A coalition of states, other governmental entities, and nongovernmental organizations challenged Commerce Secretary Wilbur Ross’ decision to add a question about citizenship status to the census. They argued the question would jeopardize the count’s accuracy by significantly deterring participation in immigrant communities, due to concerns about how the federal government would use this information.
The U.S. District Court for the Southern District of New York granted the plaintiffs an injunction barring the question, and the U.S. Supreme Court upheld it.
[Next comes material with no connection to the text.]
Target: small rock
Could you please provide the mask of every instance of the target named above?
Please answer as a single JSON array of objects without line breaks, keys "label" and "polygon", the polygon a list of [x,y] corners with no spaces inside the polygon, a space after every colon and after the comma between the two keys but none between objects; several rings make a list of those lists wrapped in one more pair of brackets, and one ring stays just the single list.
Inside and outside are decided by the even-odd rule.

The justices found that the administration’s stated rationale for the question, that it was necessary to help enforce the Voting Rights Act of 1965, was pretextual.
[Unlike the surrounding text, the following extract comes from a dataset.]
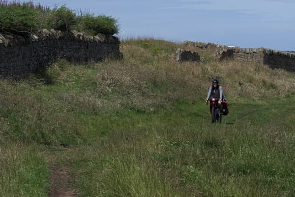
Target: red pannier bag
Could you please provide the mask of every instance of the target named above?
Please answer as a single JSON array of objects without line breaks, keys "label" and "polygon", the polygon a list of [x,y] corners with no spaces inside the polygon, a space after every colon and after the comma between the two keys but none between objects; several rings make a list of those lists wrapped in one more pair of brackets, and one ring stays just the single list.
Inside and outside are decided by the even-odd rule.
[{"label": "red pannier bag", "polygon": [[228,101],[224,101],[222,102],[222,109],[225,109],[225,111],[223,112],[222,115],[226,116],[229,114],[229,102]]}]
The NGO plaintiffs obtained evidence suggesting that Ross’ true motive was to facilitate redistricting strategies to benefit Republicans and non-Hispanic whites, and that the administration failed to turn over hundreds of relevant documents during discovery.
The district court partially granted the NGO plaintiffs’ motion for sanctions, ordering the administration to pay a portion of the groups’ trial fees and costs.
But the court declined to impose sanctions for the NGO plaintiffs’ most serious allegations, which claimed that the defendants concealed evidence and that two witnesses—Mark Neuman, an outside advisor to Secretary Ross, and John Gore, then the Assistant Attorney General for Civil Rights—provided false testimony.
“To be clear, that conclusion is not based on a finding that Plaintiffs’ troubling allegations are wrong,” Judge Jesse M. Furman said, but rather because even if these allegations are true it didn’t affect the outcome of the case.
“Nor will the Court invite further discovery in order to determine exactly who did what and when with respect to the decision to add a citizenship question to the decennial census,” the court said. “If there is more to the story, principles of judicial restraint counsel in favor of letting it be uncovered and told somewhere else,” it added.
But sanctions are warranted for the administration’s “admitted failure to review and produce hundreds of documents that should have been disclosed prior to trial— a failure that may well have been inadvertent, but is nevertheless unacceptable for any litigant, and particularly for the Department of Justice,” the court said.
The case is New York v. Dep’t of Commerce, S.D.N.Y., No. 1:18-cv-02921, 5/21/20.